With Georgia sitting atop a $16 billion revenue surplus, the state can afford $4,000 cost-of-living increases for most state workers, with $3,000 raises on top of that for employees in state agencies being hit with large turnover rates, including law enforcement officers and welfare workers. Teachers would receive increases of $2,500.
The budget, which cleared the Senate 53-1, also contains substantial increases in funding for various education initiatives, including $243 million to account for student enrollment growth, $207 million to buy more school buses, and $109 million in school safety grants to upgrade security on public school campuses.

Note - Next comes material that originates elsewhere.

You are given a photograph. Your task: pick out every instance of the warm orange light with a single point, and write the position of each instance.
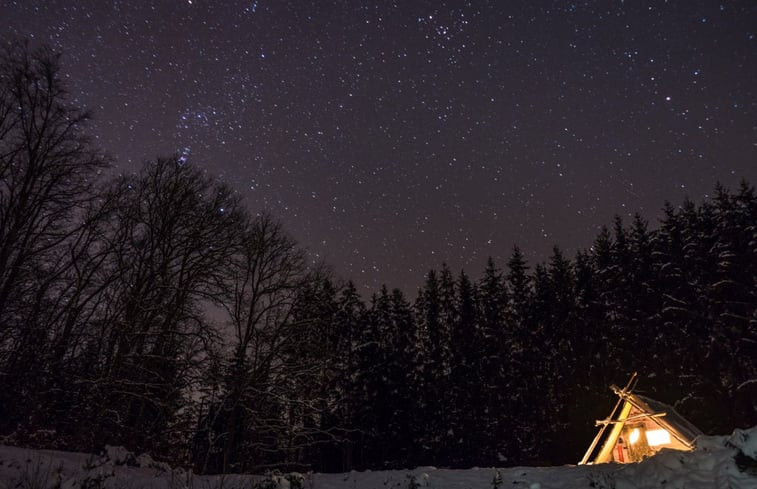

Senators also agreed with the budget the state House passed earlier this month to restore $66 million to the University System of Georgia that lawmakers had cut from the spending plan last year.
The budget also would increase reimbursement rates for health-care providers and provide $1.5 million for a new mental-health crisis center in Dublin and $1.2 million for a similar center in Augusta.
“Mental health is not going away,” Senate Appropriations Committee Chairman Blake Tillery, R-Vidalia, told his Senate colleagues before Tuesday’s vote. “It’s filling our jails and prisons, and now it’s filling our hospitals.”
Another $6 million would go toward a multi-year plan to stabilize the state’s trauma-care network.
The Senate added $15.4 million to the spending plan to beef up security at state prisons. Senators have made a priority of cracking down on the proliferation of cellphones that have been smuggled in to inmates.
Like the midyear budget, the fiscal 2025 spending plan would fund state building projects out of cash rather than bond financing. The Senate also earmarked $64 million to accelerate paying off some of the state’s previous bond debt.
The budget is likely headed next to a joint legislative conference committee to work out the differences between the House and Senate versions of the budget by Thursday, the last day of this year’s General Assembly session.